Every time I am involved in a campaign for social or environmental justice, there is one thing that bothers me. Why am I or any of ‘my types’ needed to make sure that people’s rightful and existential questions are heard? Even a partially sensitive society is supposed to be awake to such appeals.
Can’t we all just do the right thing and listen with openness to everyone, especially the marginalised? It saddens me that we need English-speaking, media-savvy, influential, upper-class and upper-caste people to enable such voices. The issue is given attention and action taken at least momentarily, depending on the power of the enabling voice. I am not even remotely suggesting that people living in the margins need us. But we cannot ignore the fact that in most cases, unfortunately, our presence seems necessary and this deeply disturbs me. And if that does not happen with due gravitas, even the worst can occur, like the killing of 13 people in Thoothukudi.

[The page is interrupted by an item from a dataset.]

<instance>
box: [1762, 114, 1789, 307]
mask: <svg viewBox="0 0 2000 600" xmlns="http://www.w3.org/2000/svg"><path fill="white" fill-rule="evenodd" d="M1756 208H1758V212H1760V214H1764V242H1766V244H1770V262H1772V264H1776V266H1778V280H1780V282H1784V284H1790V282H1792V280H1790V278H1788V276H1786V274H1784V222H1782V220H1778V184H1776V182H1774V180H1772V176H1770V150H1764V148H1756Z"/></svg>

What makes all this worse is the fact that we, the insulated privileged, have created, strengthened and solidified a social order that makes us indispensable even in order to make sure that questions from the lesser privileged are addressed. An ugly win-win situation for us. It is hence essential that we consciously remain messenger boys and girls. Activism works only when it recognises the undulated nature of society and uses every tool in the kit to make people take notice. But this is like walking on a knife’s edge, because unwittingly, we the messengers, at times become heroes. I too am guilty of benefiting from this skewed recognition.

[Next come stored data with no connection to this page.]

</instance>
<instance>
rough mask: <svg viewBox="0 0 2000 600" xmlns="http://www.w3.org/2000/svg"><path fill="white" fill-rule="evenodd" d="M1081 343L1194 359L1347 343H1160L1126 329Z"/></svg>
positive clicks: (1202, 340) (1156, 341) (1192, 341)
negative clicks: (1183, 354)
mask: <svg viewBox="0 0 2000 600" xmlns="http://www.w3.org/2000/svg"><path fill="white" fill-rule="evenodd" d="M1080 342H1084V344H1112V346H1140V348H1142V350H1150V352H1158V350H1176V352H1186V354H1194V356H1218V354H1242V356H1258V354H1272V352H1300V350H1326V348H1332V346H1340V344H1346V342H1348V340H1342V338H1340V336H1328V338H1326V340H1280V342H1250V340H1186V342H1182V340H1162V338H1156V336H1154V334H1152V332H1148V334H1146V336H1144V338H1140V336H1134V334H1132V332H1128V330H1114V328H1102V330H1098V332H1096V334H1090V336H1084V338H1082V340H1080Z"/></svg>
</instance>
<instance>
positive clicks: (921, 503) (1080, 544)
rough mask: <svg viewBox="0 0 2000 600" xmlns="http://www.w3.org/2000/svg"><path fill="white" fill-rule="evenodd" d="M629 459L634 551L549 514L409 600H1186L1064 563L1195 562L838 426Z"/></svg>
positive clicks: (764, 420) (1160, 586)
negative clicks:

The fact that most of us live in self-created isolated silos makes life that much harder for those wounded and destroyed by oppressive corporations and corrupt politicians. It is the breaking down of these social vaults that activism attempts. But human beings forget so easily, especially disturbing realities that do not directly affect us. This forces activists to constantly search for ways to remind the larger society of the atrocities that surround us. The Bhopal, Kodaikanal, Thoothukudi and Ennore struggles for social and environmental justice are examples of how it becomes incumbent on activists to think of creative ways of keeping focus on the issue. This also is telling of the carelessness with which we live our lives.

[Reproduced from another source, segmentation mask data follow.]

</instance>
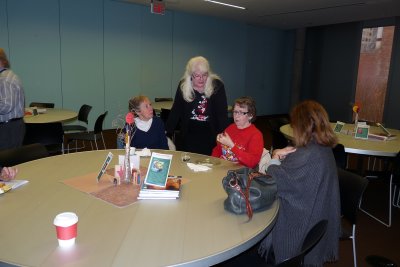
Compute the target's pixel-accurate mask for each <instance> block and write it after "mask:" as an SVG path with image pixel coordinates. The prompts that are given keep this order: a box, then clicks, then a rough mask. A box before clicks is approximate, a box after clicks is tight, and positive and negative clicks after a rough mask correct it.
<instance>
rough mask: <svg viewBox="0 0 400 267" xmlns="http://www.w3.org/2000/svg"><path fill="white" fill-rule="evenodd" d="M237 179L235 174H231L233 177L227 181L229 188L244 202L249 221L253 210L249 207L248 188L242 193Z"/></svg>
mask: <svg viewBox="0 0 400 267" xmlns="http://www.w3.org/2000/svg"><path fill="white" fill-rule="evenodd" d="M238 181H239V179H238V177H237V173H236V172H234V173H233V177H231V179H230V180H229V186H230V187H231V188H233V189H235V190H236V191H238V192H239V194H240V195H241V196H242V197H243V199H244V201H245V202H246V213H247V217H249V221H250V220H251V219H252V218H253V208H252V207H251V204H250V199H249V194H248V191H249V190H248V188H249V186H247V187H246V191H245V192H243V190H242V188H241V187H240V185H239V182H238Z"/></svg>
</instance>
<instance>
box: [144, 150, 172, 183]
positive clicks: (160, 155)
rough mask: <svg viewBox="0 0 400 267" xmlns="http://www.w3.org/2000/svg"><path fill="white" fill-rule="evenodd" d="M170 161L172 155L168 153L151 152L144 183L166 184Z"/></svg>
mask: <svg viewBox="0 0 400 267" xmlns="http://www.w3.org/2000/svg"><path fill="white" fill-rule="evenodd" d="M171 161H172V155H170V154H161V153H156V152H153V153H151V158H150V162H149V165H148V167H147V174H146V177H145V179H144V183H145V184H146V185H154V186H158V187H165V186H166V184H167V178H168V173H169V169H170V167H171Z"/></svg>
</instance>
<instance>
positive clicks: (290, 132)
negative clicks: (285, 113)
mask: <svg viewBox="0 0 400 267" xmlns="http://www.w3.org/2000/svg"><path fill="white" fill-rule="evenodd" d="M334 126H335V123H332V129H333V128H334ZM344 129H345V130H350V131H351V130H353V129H354V124H345V126H344ZM280 131H281V132H282V133H283V134H284V135H285V136H286V137H287V138H289V139H291V138H293V130H292V128H291V127H290V125H289V124H286V125H283V126H282V127H281V128H280ZM389 131H390V132H391V133H392V134H394V135H396V136H397V138H396V139H394V140H389V141H380V140H370V139H367V140H365V139H356V138H354V136H352V135H347V134H343V133H337V136H338V140H339V143H340V144H342V145H343V146H344V148H345V152H347V153H353V154H361V155H370V156H384V157H395V156H396V155H397V153H399V151H400V131H399V130H395V129H389ZM381 132H382V130H381V129H380V128H378V127H375V126H371V127H370V133H375V134H377V133H381Z"/></svg>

For those on the front line of these man-made horror stories, the experience remains and is passed down through generations. So what does success mean in the world of activism? When workers of Unilever’s Mercury factory in Kodaikanal received compensation, it was a massive victory. But it did not end there, did it? There are more battles to be fought, one tumbling into another. It is the site that keeps shifting. When one chapter ends, another opens.
Activism is not an occupation of a specific breed of people. It is within each one of us – if only we could recognise it and wrestle with our conflicted selves.
T.M. Krishna is a classical musician and writer.